Du côté de Pebeco, il y a un espoir de poursuite de l’entreprise, malgré une certaine fragilité financière. « Il y a des synergies possibles entre Pebeco et Focast » expliquent les délégués. « Par exemple Pebeco est intéressé par le secteur noyautage et notre capacité à faire des chassis de grande dimension ». « Nous avons l’espoir qu’il embauche un nouveau directeur commercial, qui permettrait de balayer l’image Valfond qui nous colle à la peau ». « Pour nous Pebeco, ce n’est pas le meilleur projet de reprise, c’est le moins mauvais, nous allons tout faire pour lui donner les moyens de réussir en mettant les salariés de son côté. Nous pensons que les Pouvoirs Publics vont être plus facilement disposés à aider un industriel régional et nous espérons que notre confiance ne sera pas trahie ». Les délégués s’inquiètent cependant de voir qu’un investissement dans la fusion (installation de trois fours électriques) a été effectué pour un chiffre d’affaires de 15 millions d’euros avec 185 personnes et se demandent comment le repreneur va faire face à un tel sur-investissement
Des réunions ont lieu dans l’entreprise depuis le lundi 8 mars pour étudier le licenciement de 104 personnes. Du chômage partiel est appliqué, par roulement, à une centaine de personnes. Le secteur Petites Pièces est fermé définitivement depuis le 5 mars 2004.

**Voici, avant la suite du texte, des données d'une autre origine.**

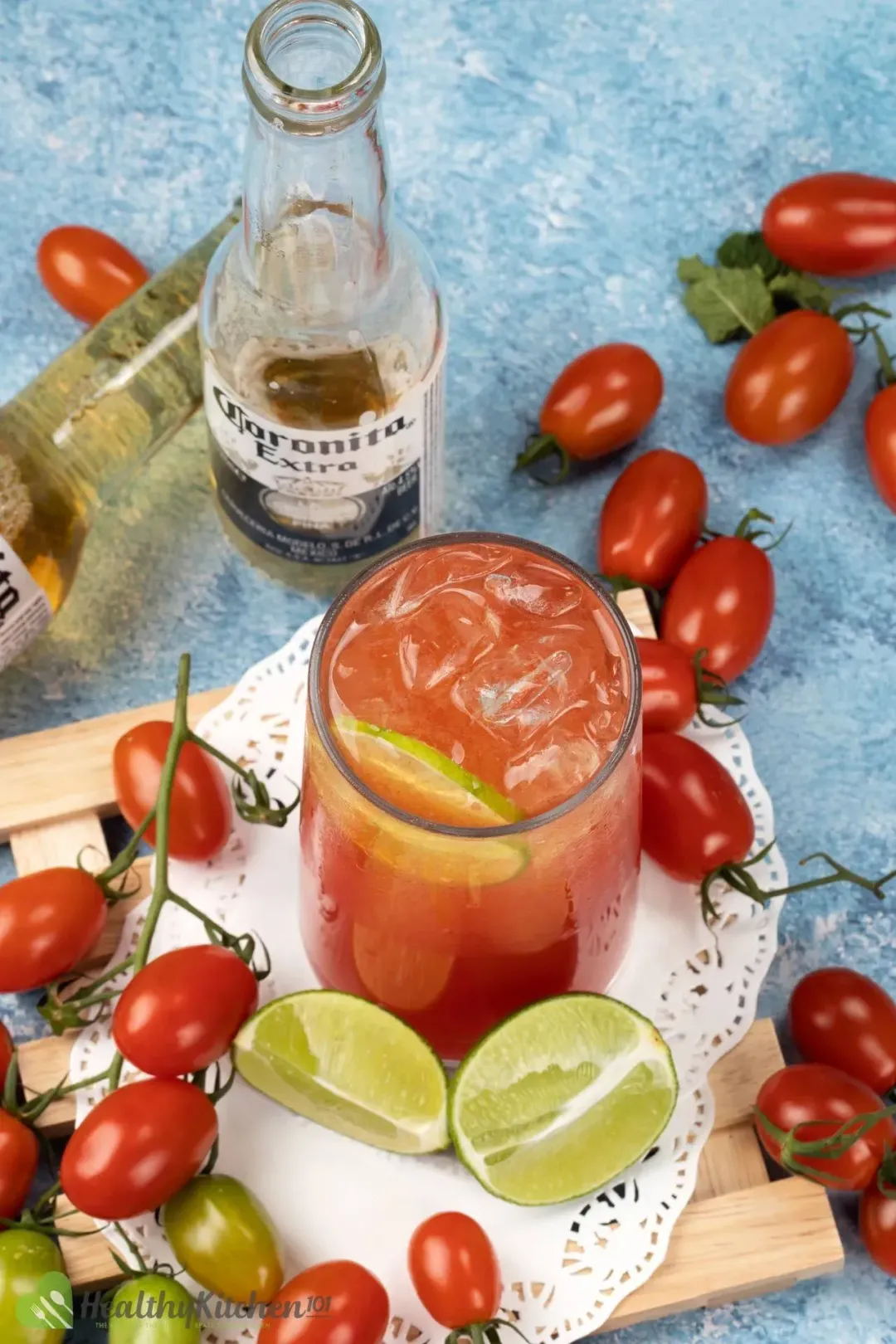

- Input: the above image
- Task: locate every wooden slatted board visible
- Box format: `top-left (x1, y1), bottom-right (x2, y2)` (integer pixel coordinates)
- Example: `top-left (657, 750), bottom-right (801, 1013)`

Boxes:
top-left (0, 590), bottom-right (844, 1333)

58 personnes de chez Focast ont 53 ans et plus. Si des « mesures d’âge » leur sont appliquées, cela permettra de trouver une solution pour eux.
Pour les 46 autres salariés les syndicats CGT-CFDT ont demandé au Ministère des affaires sociales, le 2 mars 2004, avec l’appui du député :
– financement de la cellule de reclassement à hauteur de 2000 € par salarié
– cellule de reclassement mise en place pour 1 an renouvelable une fois
– objectif de reclassement fixé à 80 % minimum
– participation de l’Etat à la même hauteur que la Région dans l’aide à la formation
– Nomination d’un chargé de mission « référent social » pour faciliter l’expression des salariés.